Break a cycle of misery
Posted: Wed Jul 09, 2025 8:20 am
A few days later, they returned to their native Erbil, the commercial hub of Iraqi Kurdistan, on an Iraqi repatriation flight. They are already trying to forge a new path towards Europe.
“There is no future for my son in Iraq,” Azhi’s father Ali Rasool, 26, told CNN from his home in Erbil. “Trying to go to Europe is for Azhi. I need a future for my child.
Everywhere in the Middle East and North Africa, we talk about emigration. Although the guns have largely fallen silent in most of the region’s conflict zones, much of the misery has not ended. The violence that once phone number library engulfed four countries – Syria, Libya, Yemen and Iraq – has given way to an economic disaster that extends far beyond their borders. Many regional economies have been rocked by the combined effects of the Covid-19 pandemic, influxes of refugees and political instability.
Government corruption in the MENA region is widely seen as the main culprit, in addition to geopolitical turmoil. A recent survey found that a third of the region’s 200 million young Arabs are considering emigrating. In 2020, that figure was even higher, with almost half of all young Arabs.
The Syrian regime is widely accused of repeatedly committing war crimes and crimes against humanity over the past 10 years of the country’s war, including attacks on the civilian population with chemical weapons and bombing. blind of populated areas under rebel control with conventional ammunition. Tens of thousands of political prisoners have died in Assad’s prisons after being subjected to extreme torture and ill-treatment.
“There is no future for my son in Iraq,” Azhi’s father Ali Rasool, 26, told CNN from his home in Erbil. “Trying to go to Europe is for Azhi. I need a future for my child.

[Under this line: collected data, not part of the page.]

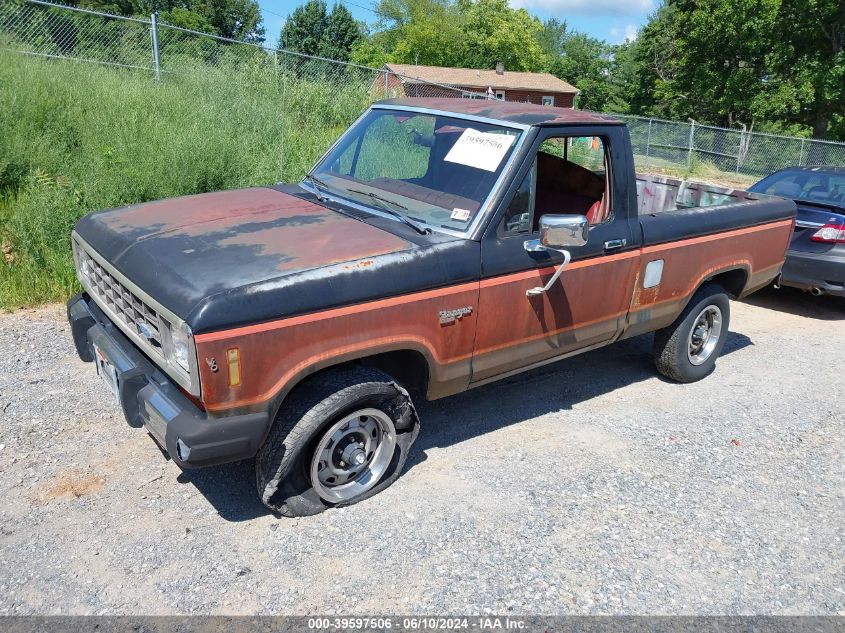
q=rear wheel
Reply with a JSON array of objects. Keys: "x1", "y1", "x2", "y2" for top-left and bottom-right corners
[
  {"x1": 653, "y1": 283, "x2": 730, "y2": 383},
  {"x1": 255, "y1": 367, "x2": 419, "y2": 517}
]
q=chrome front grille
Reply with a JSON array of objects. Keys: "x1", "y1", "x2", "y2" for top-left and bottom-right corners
[
  {"x1": 80, "y1": 251, "x2": 166, "y2": 358},
  {"x1": 72, "y1": 233, "x2": 199, "y2": 395}
]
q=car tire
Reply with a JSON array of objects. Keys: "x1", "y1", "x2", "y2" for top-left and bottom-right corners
[
  {"x1": 653, "y1": 283, "x2": 731, "y2": 383},
  {"x1": 255, "y1": 366, "x2": 419, "y2": 517}
]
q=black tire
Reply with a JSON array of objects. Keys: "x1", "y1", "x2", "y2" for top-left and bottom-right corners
[
  {"x1": 255, "y1": 366, "x2": 419, "y2": 517},
  {"x1": 653, "y1": 283, "x2": 731, "y2": 383}
]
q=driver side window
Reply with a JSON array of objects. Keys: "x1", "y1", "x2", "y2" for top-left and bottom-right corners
[{"x1": 501, "y1": 134, "x2": 613, "y2": 236}]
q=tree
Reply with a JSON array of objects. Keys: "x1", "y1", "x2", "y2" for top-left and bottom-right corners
[
  {"x1": 623, "y1": 3, "x2": 683, "y2": 118},
  {"x1": 623, "y1": 0, "x2": 844, "y2": 139},
  {"x1": 545, "y1": 26, "x2": 614, "y2": 111},
  {"x1": 202, "y1": 0, "x2": 265, "y2": 42},
  {"x1": 323, "y1": 4, "x2": 363, "y2": 61},
  {"x1": 535, "y1": 17, "x2": 567, "y2": 59},
  {"x1": 354, "y1": 0, "x2": 545, "y2": 71},
  {"x1": 279, "y1": 0, "x2": 361, "y2": 61},
  {"x1": 78, "y1": 0, "x2": 265, "y2": 42},
  {"x1": 767, "y1": 0, "x2": 845, "y2": 139},
  {"x1": 351, "y1": 0, "x2": 466, "y2": 67},
  {"x1": 456, "y1": 0, "x2": 546, "y2": 72},
  {"x1": 279, "y1": 0, "x2": 329, "y2": 56}
]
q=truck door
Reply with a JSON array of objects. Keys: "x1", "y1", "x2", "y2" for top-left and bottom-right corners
[{"x1": 472, "y1": 126, "x2": 640, "y2": 383}]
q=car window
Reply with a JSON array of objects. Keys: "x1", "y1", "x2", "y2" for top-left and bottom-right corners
[
  {"x1": 540, "y1": 136, "x2": 607, "y2": 174},
  {"x1": 501, "y1": 161, "x2": 535, "y2": 235},
  {"x1": 499, "y1": 135, "x2": 613, "y2": 236},
  {"x1": 753, "y1": 170, "x2": 845, "y2": 203},
  {"x1": 353, "y1": 115, "x2": 435, "y2": 181},
  {"x1": 535, "y1": 135, "x2": 612, "y2": 228},
  {"x1": 316, "y1": 110, "x2": 523, "y2": 232}
]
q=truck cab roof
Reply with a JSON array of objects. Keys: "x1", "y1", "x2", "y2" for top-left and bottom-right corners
[{"x1": 377, "y1": 98, "x2": 624, "y2": 128}]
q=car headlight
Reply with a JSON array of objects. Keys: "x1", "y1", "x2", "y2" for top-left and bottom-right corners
[{"x1": 167, "y1": 321, "x2": 193, "y2": 373}]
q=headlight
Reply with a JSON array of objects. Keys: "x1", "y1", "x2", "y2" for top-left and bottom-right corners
[{"x1": 167, "y1": 321, "x2": 193, "y2": 373}]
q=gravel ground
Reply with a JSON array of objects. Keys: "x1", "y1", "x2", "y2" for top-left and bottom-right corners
[{"x1": 0, "y1": 287, "x2": 843, "y2": 616}]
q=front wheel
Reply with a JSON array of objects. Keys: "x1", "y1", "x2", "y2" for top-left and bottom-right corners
[
  {"x1": 255, "y1": 367, "x2": 419, "y2": 517},
  {"x1": 653, "y1": 283, "x2": 731, "y2": 383}
]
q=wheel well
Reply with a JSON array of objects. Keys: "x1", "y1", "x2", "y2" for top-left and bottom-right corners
[
  {"x1": 707, "y1": 268, "x2": 748, "y2": 298},
  {"x1": 267, "y1": 349, "x2": 431, "y2": 427},
  {"x1": 356, "y1": 349, "x2": 430, "y2": 393}
]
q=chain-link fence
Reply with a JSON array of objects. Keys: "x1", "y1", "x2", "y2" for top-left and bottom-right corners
[
  {"x1": 0, "y1": 0, "x2": 481, "y2": 94},
  {"x1": 617, "y1": 114, "x2": 845, "y2": 180},
  {"x1": 3, "y1": 0, "x2": 845, "y2": 185}
]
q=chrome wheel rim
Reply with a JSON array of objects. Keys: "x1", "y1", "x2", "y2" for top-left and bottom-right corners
[
  {"x1": 687, "y1": 305, "x2": 723, "y2": 366},
  {"x1": 310, "y1": 408, "x2": 396, "y2": 503}
]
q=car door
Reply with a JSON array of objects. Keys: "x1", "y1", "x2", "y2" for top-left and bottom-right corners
[{"x1": 471, "y1": 125, "x2": 641, "y2": 383}]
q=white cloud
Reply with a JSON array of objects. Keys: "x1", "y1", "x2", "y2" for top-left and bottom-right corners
[
  {"x1": 609, "y1": 23, "x2": 639, "y2": 43},
  {"x1": 510, "y1": 0, "x2": 652, "y2": 15}
]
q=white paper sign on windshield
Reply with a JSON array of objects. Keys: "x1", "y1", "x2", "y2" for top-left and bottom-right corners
[{"x1": 444, "y1": 128, "x2": 516, "y2": 172}]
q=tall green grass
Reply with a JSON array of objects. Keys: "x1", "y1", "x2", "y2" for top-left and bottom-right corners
[{"x1": 0, "y1": 51, "x2": 372, "y2": 308}]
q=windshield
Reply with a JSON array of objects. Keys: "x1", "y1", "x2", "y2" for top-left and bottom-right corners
[
  {"x1": 310, "y1": 108, "x2": 523, "y2": 232},
  {"x1": 750, "y1": 169, "x2": 845, "y2": 207}
]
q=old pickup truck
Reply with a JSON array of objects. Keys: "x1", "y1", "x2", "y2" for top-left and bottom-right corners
[{"x1": 67, "y1": 99, "x2": 796, "y2": 516}]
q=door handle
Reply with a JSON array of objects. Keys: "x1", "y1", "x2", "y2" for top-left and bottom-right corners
[{"x1": 604, "y1": 238, "x2": 626, "y2": 251}]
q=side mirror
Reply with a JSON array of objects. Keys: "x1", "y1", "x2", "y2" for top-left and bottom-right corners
[
  {"x1": 538, "y1": 214, "x2": 589, "y2": 249},
  {"x1": 522, "y1": 214, "x2": 588, "y2": 297}
]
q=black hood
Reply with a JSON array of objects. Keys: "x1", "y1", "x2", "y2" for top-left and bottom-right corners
[{"x1": 74, "y1": 185, "x2": 480, "y2": 333}]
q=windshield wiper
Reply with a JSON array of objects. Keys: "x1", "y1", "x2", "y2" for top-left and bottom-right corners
[
  {"x1": 304, "y1": 172, "x2": 330, "y2": 202},
  {"x1": 346, "y1": 188, "x2": 431, "y2": 235}
]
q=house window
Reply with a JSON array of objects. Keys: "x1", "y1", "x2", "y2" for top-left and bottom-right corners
[
  {"x1": 461, "y1": 91, "x2": 486, "y2": 100},
  {"x1": 495, "y1": 90, "x2": 506, "y2": 101},
  {"x1": 541, "y1": 95, "x2": 555, "y2": 106}
]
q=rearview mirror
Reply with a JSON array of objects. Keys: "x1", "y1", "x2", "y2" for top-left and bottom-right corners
[{"x1": 538, "y1": 214, "x2": 589, "y2": 249}]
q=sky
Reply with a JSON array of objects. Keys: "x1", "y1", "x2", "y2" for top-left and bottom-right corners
[{"x1": 258, "y1": 0, "x2": 654, "y2": 51}]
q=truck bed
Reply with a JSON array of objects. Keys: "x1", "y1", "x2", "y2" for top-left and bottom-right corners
[
  {"x1": 635, "y1": 174, "x2": 793, "y2": 247},
  {"x1": 636, "y1": 174, "x2": 761, "y2": 215}
]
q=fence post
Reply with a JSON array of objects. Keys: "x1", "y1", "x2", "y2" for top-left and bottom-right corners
[
  {"x1": 383, "y1": 69, "x2": 388, "y2": 98},
  {"x1": 799, "y1": 138, "x2": 806, "y2": 166},
  {"x1": 150, "y1": 12, "x2": 161, "y2": 82},
  {"x1": 687, "y1": 120, "x2": 696, "y2": 168},
  {"x1": 645, "y1": 118, "x2": 652, "y2": 157}
]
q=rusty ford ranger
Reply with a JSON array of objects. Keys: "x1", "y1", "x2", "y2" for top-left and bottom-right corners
[{"x1": 67, "y1": 99, "x2": 796, "y2": 516}]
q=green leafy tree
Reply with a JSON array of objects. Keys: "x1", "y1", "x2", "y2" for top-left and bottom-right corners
[
  {"x1": 355, "y1": 0, "x2": 545, "y2": 71},
  {"x1": 624, "y1": 0, "x2": 844, "y2": 139},
  {"x1": 280, "y1": 0, "x2": 361, "y2": 61},
  {"x1": 322, "y1": 4, "x2": 363, "y2": 61},
  {"x1": 546, "y1": 27, "x2": 613, "y2": 111},
  {"x1": 535, "y1": 17, "x2": 567, "y2": 59},
  {"x1": 77, "y1": 0, "x2": 265, "y2": 42},
  {"x1": 279, "y1": 0, "x2": 329, "y2": 56},
  {"x1": 203, "y1": 0, "x2": 265, "y2": 42},
  {"x1": 766, "y1": 0, "x2": 845, "y2": 139},
  {"x1": 624, "y1": 3, "x2": 685, "y2": 119},
  {"x1": 456, "y1": 0, "x2": 546, "y2": 72},
  {"x1": 351, "y1": 0, "x2": 465, "y2": 67}
]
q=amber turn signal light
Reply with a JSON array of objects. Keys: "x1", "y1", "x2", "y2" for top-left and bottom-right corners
[{"x1": 226, "y1": 348, "x2": 241, "y2": 387}]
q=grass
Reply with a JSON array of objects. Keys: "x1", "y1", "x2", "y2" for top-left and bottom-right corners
[{"x1": 0, "y1": 51, "x2": 370, "y2": 308}]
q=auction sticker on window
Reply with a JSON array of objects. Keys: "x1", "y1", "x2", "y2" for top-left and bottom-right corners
[
  {"x1": 450, "y1": 207, "x2": 471, "y2": 222},
  {"x1": 444, "y1": 128, "x2": 516, "y2": 172}
]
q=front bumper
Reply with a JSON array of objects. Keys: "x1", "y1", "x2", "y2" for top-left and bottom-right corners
[
  {"x1": 67, "y1": 293, "x2": 269, "y2": 468},
  {"x1": 780, "y1": 248, "x2": 845, "y2": 297}
]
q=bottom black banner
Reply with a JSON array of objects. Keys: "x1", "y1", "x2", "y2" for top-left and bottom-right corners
[{"x1": 0, "y1": 616, "x2": 843, "y2": 633}]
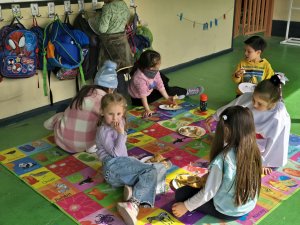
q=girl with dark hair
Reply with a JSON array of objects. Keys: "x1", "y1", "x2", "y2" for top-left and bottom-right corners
[
  {"x1": 207, "y1": 74, "x2": 291, "y2": 175},
  {"x1": 128, "y1": 49, "x2": 204, "y2": 117},
  {"x1": 172, "y1": 106, "x2": 262, "y2": 219},
  {"x1": 44, "y1": 61, "x2": 118, "y2": 153}
]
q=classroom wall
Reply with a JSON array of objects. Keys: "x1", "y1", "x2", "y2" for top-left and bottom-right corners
[
  {"x1": 0, "y1": 0, "x2": 234, "y2": 120},
  {"x1": 273, "y1": 0, "x2": 300, "y2": 22}
]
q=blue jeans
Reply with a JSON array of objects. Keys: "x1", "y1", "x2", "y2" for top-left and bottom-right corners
[
  {"x1": 102, "y1": 156, "x2": 157, "y2": 207},
  {"x1": 153, "y1": 162, "x2": 169, "y2": 194}
]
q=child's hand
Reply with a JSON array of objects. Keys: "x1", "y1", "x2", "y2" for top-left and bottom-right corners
[
  {"x1": 168, "y1": 96, "x2": 176, "y2": 104},
  {"x1": 235, "y1": 68, "x2": 245, "y2": 78},
  {"x1": 172, "y1": 202, "x2": 188, "y2": 218},
  {"x1": 142, "y1": 109, "x2": 154, "y2": 118},
  {"x1": 205, "y1": 116, "x2": 215, "y2": 132},
  {"x1": 112, "y1": 121, "x2": 124, "y2": 134},
  {"x1": 262, "y1": 167, "x2": 273, "y2": 175}
]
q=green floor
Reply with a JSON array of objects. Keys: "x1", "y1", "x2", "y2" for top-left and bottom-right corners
[{"x1": 0, "y1": 36, "x2": 299, "y2": 225}]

Everywhere in the Middle East and North Africa, we talk about emigration. Although the guns have largely fallen silent in most of the region’s conflict zones, much of the misery has not ended. The violence that once phone number library engulfed four countries – Syria, Libya, Yemen and Iraq – has given way to an economic disaster that extends far beyond their borders. Many regional economies have been rocked by the combined effects of the Covid-19 pandemic, influxes of refugees and political instability.
Government corruption in the MENA region is widely seen as the main culprit, in addition to geopolitical turmoil. A recent survey found that a third of the region’s 200 million young Arabs are considering emigrating. In 2020, that figure was even higher, with almost half of all young Arabs.
The Syrian regime is widely accused of repeatedly committing war crimes and crimes against humanity over the past 10 years of the country’s war, including attacks on the civilian population with chemical weapons and bombing. blind of populated areas under rebel control with conventional ammunition. Tens of thousands of political prisoners have died in Assad’s prisons after being subjected to extreme torture and ill-treatment.